Asking Questions

May 1, 2025- Thursday

We all ask ourselves questions, let's make sure we answer them. 

This was a topic posed to me.  I've never been very good at asking questions. My first problem with asking questions is that I don't always think about them in the course of a conversation.  I usually have to review a conversation or a subject and analyze the information and that is where I come up with questions.  The other factor I am aware of about asking questions is that many times I simply do not care enough about the situation or the subject to ask questions.  

Yet another reason why I do not ask enough questions is that I'm afraid to ask dumb questions. There are those people who say there are no dumb questions.  That is inherently wrong. We see that on almost every sporting event televised in the inane questions the sideline reporters ask players after games.

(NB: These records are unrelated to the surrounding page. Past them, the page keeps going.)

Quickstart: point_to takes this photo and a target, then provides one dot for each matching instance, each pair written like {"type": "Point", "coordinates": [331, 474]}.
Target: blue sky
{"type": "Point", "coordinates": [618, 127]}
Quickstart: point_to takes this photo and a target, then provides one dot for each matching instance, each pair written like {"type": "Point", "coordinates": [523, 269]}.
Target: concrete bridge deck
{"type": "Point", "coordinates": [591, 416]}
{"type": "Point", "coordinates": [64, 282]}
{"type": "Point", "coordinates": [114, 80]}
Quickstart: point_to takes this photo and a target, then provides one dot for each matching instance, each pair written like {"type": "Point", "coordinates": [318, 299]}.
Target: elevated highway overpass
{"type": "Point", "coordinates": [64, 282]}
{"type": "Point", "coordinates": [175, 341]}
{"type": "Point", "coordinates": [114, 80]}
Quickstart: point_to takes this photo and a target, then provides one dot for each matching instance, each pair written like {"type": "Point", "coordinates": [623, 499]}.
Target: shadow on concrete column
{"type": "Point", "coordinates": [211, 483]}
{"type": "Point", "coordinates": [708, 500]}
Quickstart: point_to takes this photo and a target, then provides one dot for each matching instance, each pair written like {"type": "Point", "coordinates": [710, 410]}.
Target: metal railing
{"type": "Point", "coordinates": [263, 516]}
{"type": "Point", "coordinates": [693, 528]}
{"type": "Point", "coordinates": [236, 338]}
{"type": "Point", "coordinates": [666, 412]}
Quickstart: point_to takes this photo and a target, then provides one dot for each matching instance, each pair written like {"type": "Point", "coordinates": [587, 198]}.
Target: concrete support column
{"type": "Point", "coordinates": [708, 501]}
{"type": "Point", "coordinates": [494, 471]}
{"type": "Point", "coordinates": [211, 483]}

It is embarrassing to me to ask dumb questions because I know what kind of lasting impression that leaves with people, and I do not want to leave a last impression that I am dumb.  

I also know I am not an over inquisitive person so that also impacts when I feel it is necessary to ask a question. Maybe it is part of being a man but probably not. I have not asked that question. 

One thing I have found about asking questions is if you listen long enough, questions get answered before they are asked.  I was asked by a boss one time why I did not ask more questions.  When I told him I had found that if I listen well, my questions are usually answered.  It left him without any more questions for me. 

Obviously, questions are very important, and I know I'm not really good at asking questions.  At 70 years old, I can still work on improving my ability to ask questions.  I do ask myself questions about myself, and many times I do not like the answers.  I work to be somewhat self-intuitive, but I do not always have a good answer to my own questions about myself. There are also times when I really don't like my answers and that hurts my self-esteem, so I do not spend a lot of time thinking about it.  

I know I am a very flawed person, and I wish I was a better person.  The individual psyche is interesting. I can see my flaws, but I cannot effectively fix those flaws. So, I ask myself questions about why I am the way I am, and I do not have good answers.  The harder questions surround why I cannot seem to fix my flaws when I am aware of them. Could I use some personal counseling? I probably could but that requires money which I do not have so I continue to work to be the best I can be and work on answering my own questions.